Коллега Вовенарий исчез, а над столом Мотылькова неуместно пахло копотью.

— Мне не звонили? — спросил Мотыльков.

Вытертый вопрос, заметил он тем, кто на него смотрит, а звучит так, будто моя армия разбита, а уцелевшие маршалы уже присягнули на верность королю… Возможно, я просил накормить мое любопытство — через скважину одиночки, куда угодил в компании семечек, которые стащил на базаре… И никто не ссудил ему ни ответа.
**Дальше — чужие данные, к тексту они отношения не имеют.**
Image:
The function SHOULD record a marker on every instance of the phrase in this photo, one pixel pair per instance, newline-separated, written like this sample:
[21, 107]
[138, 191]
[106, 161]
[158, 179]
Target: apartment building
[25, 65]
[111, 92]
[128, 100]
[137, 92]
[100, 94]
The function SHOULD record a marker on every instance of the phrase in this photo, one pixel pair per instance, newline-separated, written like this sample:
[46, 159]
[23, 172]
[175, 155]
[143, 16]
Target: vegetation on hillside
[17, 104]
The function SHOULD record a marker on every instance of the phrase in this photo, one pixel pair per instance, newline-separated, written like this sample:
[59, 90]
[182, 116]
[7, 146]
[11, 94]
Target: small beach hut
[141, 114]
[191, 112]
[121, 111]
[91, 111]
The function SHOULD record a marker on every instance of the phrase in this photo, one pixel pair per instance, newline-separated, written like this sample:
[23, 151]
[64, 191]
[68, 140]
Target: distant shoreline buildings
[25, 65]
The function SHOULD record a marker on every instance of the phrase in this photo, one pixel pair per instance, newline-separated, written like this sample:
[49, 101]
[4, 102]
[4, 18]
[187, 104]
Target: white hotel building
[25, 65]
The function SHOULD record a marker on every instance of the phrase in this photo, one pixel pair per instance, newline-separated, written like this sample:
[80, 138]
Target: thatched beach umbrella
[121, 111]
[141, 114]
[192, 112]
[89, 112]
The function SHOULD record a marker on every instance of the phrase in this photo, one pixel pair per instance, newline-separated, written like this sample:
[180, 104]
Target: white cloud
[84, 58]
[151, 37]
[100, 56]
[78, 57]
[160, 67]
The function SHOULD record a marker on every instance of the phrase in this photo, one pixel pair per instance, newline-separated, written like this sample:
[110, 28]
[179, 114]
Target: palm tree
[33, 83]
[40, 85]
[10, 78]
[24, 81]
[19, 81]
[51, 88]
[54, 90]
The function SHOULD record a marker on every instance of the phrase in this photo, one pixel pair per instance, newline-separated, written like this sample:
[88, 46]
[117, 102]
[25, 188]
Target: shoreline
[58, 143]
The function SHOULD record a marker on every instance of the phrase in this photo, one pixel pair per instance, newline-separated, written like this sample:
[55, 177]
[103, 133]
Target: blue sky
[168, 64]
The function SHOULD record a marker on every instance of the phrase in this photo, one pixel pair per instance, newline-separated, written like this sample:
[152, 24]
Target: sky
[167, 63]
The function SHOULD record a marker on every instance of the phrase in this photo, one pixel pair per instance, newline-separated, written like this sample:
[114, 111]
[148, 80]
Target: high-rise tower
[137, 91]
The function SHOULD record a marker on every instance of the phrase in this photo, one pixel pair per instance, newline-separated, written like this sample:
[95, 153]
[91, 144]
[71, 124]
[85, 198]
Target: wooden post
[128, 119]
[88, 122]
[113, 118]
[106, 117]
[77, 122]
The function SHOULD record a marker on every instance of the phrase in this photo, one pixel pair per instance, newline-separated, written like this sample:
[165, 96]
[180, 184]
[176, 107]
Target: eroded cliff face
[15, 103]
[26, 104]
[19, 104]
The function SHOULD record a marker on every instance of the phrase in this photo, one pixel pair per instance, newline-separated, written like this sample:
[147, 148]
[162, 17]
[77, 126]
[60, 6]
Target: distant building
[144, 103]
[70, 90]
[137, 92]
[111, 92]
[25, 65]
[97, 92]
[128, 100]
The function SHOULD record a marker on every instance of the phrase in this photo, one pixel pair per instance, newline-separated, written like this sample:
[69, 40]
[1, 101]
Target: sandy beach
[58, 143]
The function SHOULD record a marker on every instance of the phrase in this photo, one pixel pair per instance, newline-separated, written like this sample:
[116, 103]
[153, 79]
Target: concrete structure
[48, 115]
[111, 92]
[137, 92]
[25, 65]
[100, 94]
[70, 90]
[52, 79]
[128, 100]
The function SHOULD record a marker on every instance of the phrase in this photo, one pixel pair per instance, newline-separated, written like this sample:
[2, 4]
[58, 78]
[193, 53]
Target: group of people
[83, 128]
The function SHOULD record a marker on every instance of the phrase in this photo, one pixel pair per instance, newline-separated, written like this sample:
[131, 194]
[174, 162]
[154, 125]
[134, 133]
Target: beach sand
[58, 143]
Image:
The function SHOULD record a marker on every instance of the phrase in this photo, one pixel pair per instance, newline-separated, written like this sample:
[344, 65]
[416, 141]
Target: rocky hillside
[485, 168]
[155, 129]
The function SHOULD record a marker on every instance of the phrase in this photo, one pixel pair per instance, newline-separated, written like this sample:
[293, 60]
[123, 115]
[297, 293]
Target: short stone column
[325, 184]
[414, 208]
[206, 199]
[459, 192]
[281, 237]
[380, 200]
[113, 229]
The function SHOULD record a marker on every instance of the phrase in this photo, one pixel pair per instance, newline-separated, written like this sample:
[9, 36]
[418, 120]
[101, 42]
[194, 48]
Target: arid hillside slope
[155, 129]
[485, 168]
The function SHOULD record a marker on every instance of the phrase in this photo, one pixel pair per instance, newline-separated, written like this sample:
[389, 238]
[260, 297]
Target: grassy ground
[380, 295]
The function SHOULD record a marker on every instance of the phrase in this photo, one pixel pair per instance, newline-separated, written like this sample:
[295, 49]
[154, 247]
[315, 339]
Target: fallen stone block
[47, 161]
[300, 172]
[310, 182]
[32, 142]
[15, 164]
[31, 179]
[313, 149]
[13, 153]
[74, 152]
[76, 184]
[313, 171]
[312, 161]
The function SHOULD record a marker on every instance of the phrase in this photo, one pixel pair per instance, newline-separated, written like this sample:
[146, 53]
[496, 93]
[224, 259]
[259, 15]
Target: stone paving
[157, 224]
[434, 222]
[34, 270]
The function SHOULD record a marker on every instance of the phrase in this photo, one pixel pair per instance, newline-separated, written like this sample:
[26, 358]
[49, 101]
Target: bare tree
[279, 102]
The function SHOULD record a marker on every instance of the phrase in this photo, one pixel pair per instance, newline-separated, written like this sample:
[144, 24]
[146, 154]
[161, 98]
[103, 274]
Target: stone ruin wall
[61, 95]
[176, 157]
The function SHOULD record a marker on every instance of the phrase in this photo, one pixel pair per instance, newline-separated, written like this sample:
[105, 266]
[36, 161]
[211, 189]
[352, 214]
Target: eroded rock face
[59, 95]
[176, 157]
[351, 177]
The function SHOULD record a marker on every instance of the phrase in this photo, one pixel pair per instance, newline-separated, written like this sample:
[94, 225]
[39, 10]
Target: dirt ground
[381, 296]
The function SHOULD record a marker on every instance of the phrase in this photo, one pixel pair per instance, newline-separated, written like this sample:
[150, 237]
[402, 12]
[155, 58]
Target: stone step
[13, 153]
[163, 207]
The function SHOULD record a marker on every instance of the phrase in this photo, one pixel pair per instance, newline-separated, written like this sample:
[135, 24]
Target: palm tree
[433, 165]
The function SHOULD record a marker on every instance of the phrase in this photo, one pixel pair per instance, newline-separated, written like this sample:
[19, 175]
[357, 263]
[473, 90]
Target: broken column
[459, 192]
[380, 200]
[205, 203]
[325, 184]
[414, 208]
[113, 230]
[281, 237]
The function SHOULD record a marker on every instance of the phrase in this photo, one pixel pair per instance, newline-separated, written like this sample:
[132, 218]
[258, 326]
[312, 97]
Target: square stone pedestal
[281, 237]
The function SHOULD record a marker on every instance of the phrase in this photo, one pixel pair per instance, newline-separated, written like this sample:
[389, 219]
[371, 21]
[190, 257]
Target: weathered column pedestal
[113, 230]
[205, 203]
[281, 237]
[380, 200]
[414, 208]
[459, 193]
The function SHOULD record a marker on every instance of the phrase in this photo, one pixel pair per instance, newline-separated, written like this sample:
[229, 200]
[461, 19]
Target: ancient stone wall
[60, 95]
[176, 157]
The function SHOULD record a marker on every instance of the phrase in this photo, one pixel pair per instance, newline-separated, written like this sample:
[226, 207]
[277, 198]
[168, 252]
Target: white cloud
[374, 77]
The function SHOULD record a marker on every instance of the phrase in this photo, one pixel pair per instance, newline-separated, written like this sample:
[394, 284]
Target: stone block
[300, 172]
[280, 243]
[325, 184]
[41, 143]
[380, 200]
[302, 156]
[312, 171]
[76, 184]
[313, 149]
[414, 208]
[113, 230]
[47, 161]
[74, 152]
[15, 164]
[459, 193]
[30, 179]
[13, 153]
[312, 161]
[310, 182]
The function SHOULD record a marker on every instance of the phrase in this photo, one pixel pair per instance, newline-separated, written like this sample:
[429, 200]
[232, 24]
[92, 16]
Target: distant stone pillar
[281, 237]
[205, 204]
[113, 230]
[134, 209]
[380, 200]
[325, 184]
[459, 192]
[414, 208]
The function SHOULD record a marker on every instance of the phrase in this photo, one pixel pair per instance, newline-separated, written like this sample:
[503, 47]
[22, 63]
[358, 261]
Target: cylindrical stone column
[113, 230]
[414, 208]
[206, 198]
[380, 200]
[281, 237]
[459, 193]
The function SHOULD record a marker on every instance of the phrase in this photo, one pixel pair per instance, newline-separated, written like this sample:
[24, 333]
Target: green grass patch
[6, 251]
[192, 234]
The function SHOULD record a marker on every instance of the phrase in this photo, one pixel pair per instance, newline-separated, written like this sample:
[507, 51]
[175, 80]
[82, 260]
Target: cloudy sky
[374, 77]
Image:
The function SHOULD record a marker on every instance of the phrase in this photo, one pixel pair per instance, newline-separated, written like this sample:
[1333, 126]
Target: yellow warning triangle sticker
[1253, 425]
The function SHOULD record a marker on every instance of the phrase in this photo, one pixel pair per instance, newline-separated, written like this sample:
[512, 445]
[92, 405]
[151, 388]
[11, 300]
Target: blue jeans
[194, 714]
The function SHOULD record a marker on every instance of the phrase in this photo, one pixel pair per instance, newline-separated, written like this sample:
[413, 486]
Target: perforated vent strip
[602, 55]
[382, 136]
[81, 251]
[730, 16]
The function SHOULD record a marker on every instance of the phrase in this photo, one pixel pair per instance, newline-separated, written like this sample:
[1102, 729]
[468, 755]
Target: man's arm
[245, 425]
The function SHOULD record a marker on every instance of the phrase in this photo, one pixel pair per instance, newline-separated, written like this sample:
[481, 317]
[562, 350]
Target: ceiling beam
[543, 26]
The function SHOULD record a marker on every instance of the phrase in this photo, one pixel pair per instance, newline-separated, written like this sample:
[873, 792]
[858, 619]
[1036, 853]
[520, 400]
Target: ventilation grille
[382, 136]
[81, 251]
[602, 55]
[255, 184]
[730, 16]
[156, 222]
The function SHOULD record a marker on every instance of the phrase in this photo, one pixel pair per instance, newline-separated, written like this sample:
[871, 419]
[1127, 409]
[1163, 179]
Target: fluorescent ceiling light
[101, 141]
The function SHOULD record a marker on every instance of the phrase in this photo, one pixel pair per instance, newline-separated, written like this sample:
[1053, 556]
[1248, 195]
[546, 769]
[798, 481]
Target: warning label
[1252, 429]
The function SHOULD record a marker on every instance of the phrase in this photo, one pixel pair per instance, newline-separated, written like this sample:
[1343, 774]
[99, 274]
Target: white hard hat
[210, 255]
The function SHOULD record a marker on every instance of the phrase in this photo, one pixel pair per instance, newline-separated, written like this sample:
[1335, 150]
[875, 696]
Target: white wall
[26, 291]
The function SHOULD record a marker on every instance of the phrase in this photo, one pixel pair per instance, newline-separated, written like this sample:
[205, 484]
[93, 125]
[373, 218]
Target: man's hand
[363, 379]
Впрочем, все были заняты: шел уже генеральный прогон работы. Коллега Александра уточняла, в каких торговых залах мелькали туалетная бумага и списки на сапоги из стран социалистического лагеря, и делала смотры кошелкам, авоськам, мешкам, выкликая тонкий кошелек — на ежедневные траты и толстый — на чудо, и еще не мчалась поддержать голодающих. Коллега Анна укладывала на ноготки художнический мазок, и рука летала и сушилась. Коллега Наталья ровняла бумаги, взъерошенные сырыми веяниями из окна, и раскладывала письменный скарб параллельно и перпендикулярно. Наконец, был разыгран вечерний ритурнель — всегда скомкан, но весел: прощания и раскланивания, наказы и дальнобойные приветы… Мотыльков задержался после всех. Он посмотрел на черный аппарат с полевой тишиной, умоляя его о последней милости, но стреляный подпольщик внутри сжевал все ленты звона. Мотыльков приподнял трубку и вежливо сообщил в микрофон:

— Наша совесть не сидит на месте!..

Взвесил трубку, снес с чугунной гантелей и задавил ею аппарат.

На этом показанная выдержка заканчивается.